Conservation group welcomes intervention

The mining company’s intervention was welcomed by the Australian Climate and Biodiversity Foundation (ACBF), an advocacy group chaired by former Treasury secretary Ken Henry.

“There is deep support for reform of Australia’s environment laws from some of Australia’s largest companies that are the biggest users of the environmental assessment and approval provisions of the existing national environment laws and there is genuine support for the creation of strong new national environmental standards,” ACBF executive director Lyndon Schneiders said.

“Environmental standards were the centrepiece of the wide-ranging reforms recommended by Professor Graeme Samuel in his independent review of the laws in 2019.

“The opportunity exists for political parties to work together to strengthen and pass the Nature Positive bills presently before the Australian Senate, including providing a legislative basis for the making of National Environment Standards that can be good for the environment and good for the economy,” Mr Schneiders said.

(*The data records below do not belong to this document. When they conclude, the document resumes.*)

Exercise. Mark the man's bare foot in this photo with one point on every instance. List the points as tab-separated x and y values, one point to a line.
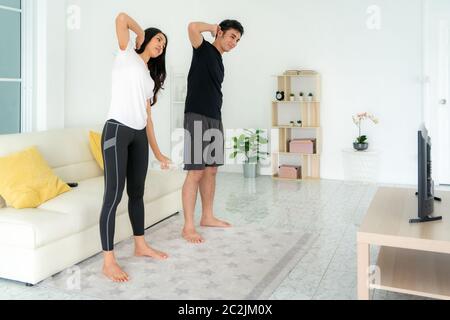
190	235
150	252
115	273
214	223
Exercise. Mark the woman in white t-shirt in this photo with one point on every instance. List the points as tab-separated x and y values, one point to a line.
138	75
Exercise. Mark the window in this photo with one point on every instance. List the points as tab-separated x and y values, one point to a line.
10	66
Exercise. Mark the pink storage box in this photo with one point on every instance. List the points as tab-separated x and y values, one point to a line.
290	172
302	146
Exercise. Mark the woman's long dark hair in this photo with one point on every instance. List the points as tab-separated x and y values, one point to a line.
156	66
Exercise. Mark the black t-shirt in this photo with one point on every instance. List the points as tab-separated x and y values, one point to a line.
204	95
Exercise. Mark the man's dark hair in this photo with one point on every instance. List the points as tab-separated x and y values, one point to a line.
232	24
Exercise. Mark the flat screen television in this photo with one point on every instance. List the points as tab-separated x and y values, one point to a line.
425	192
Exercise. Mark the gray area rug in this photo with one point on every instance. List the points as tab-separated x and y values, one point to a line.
242	263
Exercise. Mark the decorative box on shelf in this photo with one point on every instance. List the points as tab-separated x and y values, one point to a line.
307	146
290	172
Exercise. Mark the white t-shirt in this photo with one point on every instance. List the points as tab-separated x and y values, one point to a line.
132	87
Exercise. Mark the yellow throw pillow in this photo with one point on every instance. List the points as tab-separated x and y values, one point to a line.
95	142
2	203
26	180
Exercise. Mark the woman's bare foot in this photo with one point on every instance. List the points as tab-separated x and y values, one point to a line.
213	222
190	235
112	270
150	252
115	273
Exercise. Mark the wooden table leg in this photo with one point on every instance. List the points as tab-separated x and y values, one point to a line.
363	258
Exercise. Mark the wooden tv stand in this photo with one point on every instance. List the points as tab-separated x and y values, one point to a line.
414	258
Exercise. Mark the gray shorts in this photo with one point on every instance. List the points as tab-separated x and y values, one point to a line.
204	142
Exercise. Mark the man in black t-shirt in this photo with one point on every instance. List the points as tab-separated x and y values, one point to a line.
204	135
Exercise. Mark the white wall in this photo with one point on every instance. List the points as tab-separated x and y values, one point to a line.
49	65
363	70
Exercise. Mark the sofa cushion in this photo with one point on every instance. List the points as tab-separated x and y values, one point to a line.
66	151
32	228
74	211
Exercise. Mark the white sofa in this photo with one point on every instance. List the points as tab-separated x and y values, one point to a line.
38	243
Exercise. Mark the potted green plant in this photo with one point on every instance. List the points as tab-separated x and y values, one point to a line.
361	143
249	144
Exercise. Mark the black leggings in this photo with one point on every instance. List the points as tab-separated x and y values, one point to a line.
125	156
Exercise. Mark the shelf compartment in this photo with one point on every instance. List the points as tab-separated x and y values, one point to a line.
310	166
283	113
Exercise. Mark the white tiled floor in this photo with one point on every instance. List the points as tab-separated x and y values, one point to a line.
331	210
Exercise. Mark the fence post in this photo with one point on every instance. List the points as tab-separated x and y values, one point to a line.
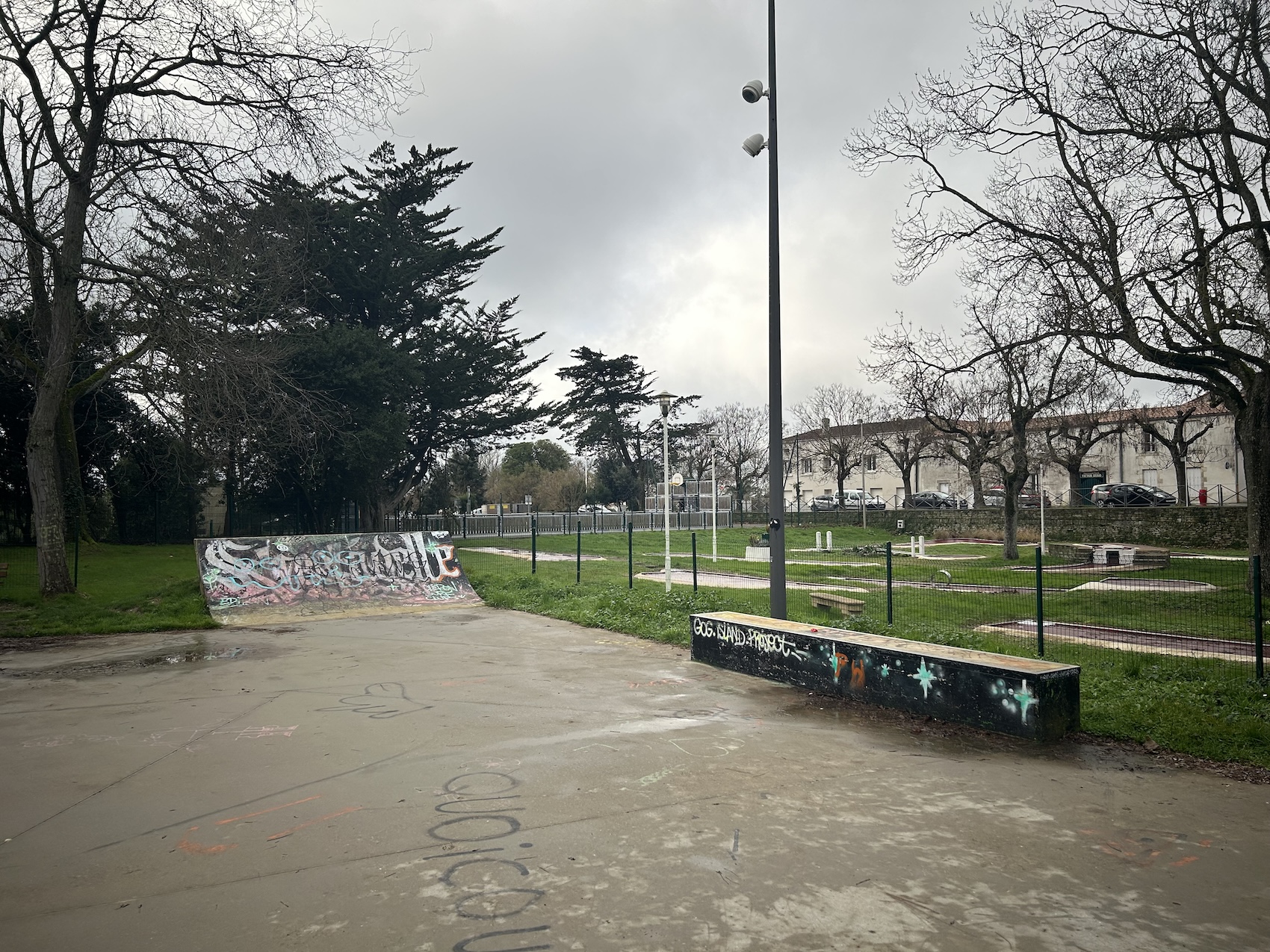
694	561
890	605
1041	609
1257	616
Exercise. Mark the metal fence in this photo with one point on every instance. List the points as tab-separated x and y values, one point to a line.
1133	607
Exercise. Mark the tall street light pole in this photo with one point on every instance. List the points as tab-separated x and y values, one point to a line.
666	400
714	502
752	92
864	493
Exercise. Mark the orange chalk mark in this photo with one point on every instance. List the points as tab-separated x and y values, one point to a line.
328	816
199	850
262	812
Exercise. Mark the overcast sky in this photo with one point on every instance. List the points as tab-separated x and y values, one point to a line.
605	139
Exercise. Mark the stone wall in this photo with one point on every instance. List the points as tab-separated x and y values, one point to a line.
1201	527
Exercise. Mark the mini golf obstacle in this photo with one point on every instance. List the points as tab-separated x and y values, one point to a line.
272	579
1019	696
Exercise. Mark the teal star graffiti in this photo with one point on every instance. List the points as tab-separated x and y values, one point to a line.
1025	700
925	676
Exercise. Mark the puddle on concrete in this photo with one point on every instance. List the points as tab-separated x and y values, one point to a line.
193	656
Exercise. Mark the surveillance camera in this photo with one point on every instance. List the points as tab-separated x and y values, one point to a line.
752	92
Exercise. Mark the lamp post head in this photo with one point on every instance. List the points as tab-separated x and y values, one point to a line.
755	145
753	90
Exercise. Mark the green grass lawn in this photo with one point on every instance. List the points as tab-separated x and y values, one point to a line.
1198	706
1204	707
121	589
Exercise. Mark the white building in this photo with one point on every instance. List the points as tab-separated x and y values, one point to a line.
1130	453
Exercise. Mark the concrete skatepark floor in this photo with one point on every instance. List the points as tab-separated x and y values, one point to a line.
479	781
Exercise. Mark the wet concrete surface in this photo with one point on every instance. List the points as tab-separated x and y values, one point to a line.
486	781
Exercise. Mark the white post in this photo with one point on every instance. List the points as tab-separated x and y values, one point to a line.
1041	491
864	493
666	473
714	508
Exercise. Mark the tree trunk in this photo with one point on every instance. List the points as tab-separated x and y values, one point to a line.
45	476
1180	473
1253	431
72	482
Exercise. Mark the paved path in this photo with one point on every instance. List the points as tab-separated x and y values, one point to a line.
488	781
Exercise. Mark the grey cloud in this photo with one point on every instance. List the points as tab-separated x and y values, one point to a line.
606	141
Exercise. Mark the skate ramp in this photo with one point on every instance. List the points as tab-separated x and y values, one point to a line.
258	580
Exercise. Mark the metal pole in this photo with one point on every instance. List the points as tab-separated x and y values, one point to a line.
714	508
694	561
864	493
775	400
1041	491
890	605
666	473
1257	616
1041	609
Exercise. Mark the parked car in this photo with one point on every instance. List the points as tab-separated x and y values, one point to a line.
1028	499
850	499
1130	494
934	499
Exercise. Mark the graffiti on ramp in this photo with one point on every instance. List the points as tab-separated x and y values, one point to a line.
248	580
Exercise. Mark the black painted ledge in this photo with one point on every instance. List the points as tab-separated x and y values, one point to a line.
1019	696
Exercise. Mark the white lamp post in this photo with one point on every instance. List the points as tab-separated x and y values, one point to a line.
864	493
714	500
666	400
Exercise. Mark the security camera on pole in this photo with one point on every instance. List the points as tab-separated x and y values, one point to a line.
752	92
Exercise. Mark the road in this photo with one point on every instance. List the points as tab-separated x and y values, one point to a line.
484	781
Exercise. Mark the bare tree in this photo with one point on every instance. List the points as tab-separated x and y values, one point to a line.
105	105
831	418
742	446
1177	433
1132	174
1092	414
905	442
963	410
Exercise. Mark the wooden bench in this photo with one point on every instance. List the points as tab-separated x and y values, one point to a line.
1019	696
829	600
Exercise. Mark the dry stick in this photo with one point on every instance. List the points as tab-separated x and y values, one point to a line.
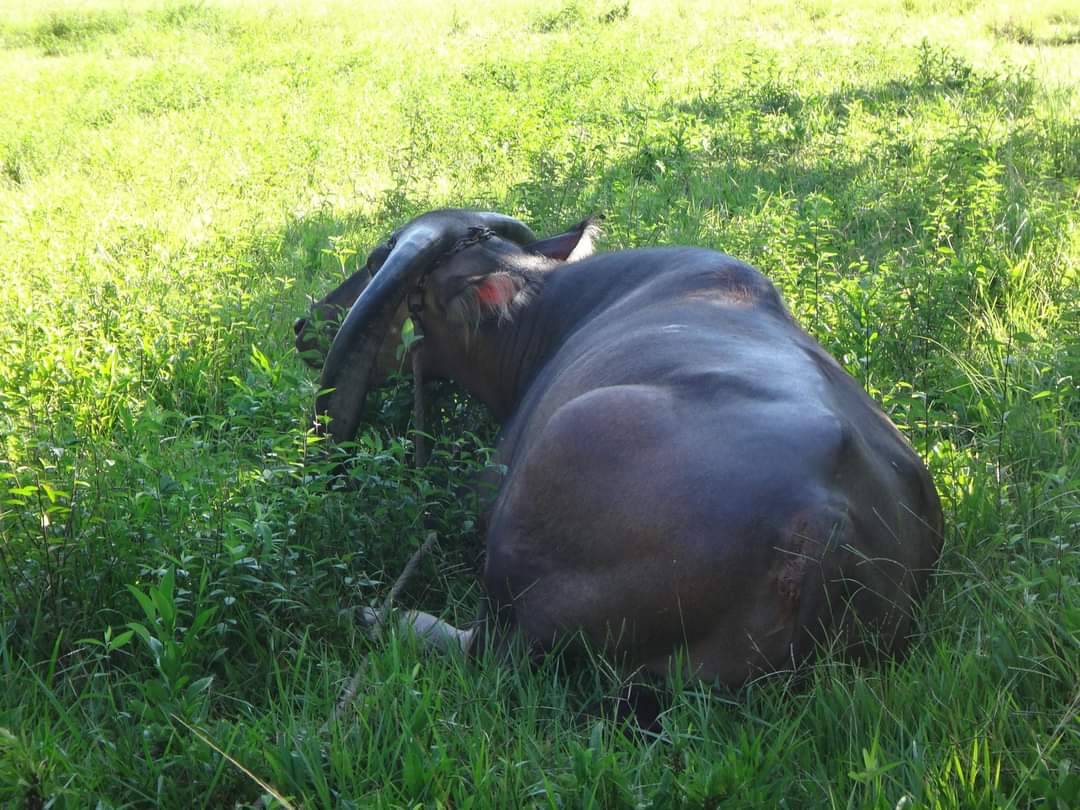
420	454
350	691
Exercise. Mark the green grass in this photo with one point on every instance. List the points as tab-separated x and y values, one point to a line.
176	556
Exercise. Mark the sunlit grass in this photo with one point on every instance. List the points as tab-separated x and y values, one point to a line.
177	177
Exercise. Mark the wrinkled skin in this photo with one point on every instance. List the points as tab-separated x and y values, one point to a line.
687	471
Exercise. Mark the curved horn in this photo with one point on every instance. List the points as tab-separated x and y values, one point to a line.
352	354
351	358
505	227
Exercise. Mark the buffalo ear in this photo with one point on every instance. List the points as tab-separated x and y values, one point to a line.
577	243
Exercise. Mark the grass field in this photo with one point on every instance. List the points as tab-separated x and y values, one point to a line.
179	565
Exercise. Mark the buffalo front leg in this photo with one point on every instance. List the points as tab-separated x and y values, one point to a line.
434	633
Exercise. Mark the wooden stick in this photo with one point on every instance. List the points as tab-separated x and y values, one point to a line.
420	454
353	686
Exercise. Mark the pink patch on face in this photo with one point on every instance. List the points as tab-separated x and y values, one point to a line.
496	291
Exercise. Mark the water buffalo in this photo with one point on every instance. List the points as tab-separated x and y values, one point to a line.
686	470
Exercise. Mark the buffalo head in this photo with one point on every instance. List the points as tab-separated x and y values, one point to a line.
454	271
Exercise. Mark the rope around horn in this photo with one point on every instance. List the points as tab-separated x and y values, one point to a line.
349	694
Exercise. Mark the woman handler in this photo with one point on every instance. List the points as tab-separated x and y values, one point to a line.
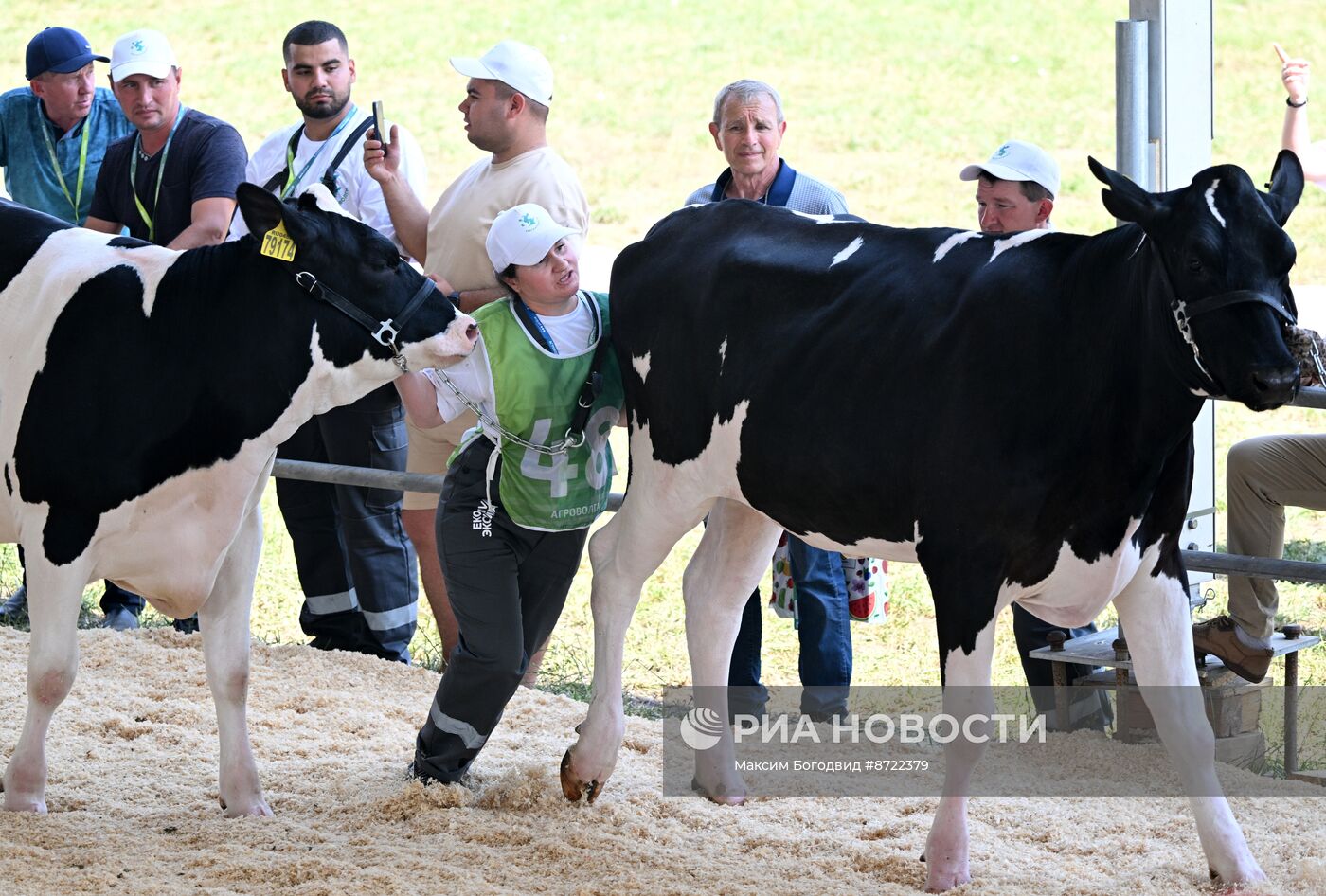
524	485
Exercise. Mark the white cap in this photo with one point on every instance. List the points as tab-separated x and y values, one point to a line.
523	235
517	65
1018	161
142	52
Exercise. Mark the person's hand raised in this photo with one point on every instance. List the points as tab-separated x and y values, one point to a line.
1293	73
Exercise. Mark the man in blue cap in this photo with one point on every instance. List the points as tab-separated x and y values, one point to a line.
53	135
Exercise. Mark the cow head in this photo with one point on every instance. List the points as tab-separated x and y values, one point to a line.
361	288
1224	264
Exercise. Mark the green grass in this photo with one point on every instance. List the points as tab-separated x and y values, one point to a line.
885	99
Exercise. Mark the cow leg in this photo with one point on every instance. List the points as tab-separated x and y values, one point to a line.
1154	614
718	582
224	622
623	553
56	596
967	692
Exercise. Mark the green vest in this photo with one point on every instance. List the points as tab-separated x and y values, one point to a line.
536	395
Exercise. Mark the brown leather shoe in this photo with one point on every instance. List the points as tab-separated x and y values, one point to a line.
1217	636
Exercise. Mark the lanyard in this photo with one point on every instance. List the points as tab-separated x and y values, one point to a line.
161	170
543	332
76	201
292	181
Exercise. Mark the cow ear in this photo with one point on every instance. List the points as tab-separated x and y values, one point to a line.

Last week, Ai Group chief executive said the nature laws are desperately needed to make it easier to build infrastructure, energy projects, industrial sites and mines that “will enable a prosperous and clean economy”.

“The status quo is slowing down major projects just when we are racing against time to bolster our electricity supply before old coal generators retire and to stake our claim in growing markets for critical minerals,” he said.

“Policy makers should not let the opportunity to improve this situation slip away.

“Throwing money at the current approvals process, as the last Federal Budget did, will help the wheels turn a bit faster. But the long term benefits would be much larger if we also fix the underlying duplication and provide more ways to say ‘yes’ to the projects we need.”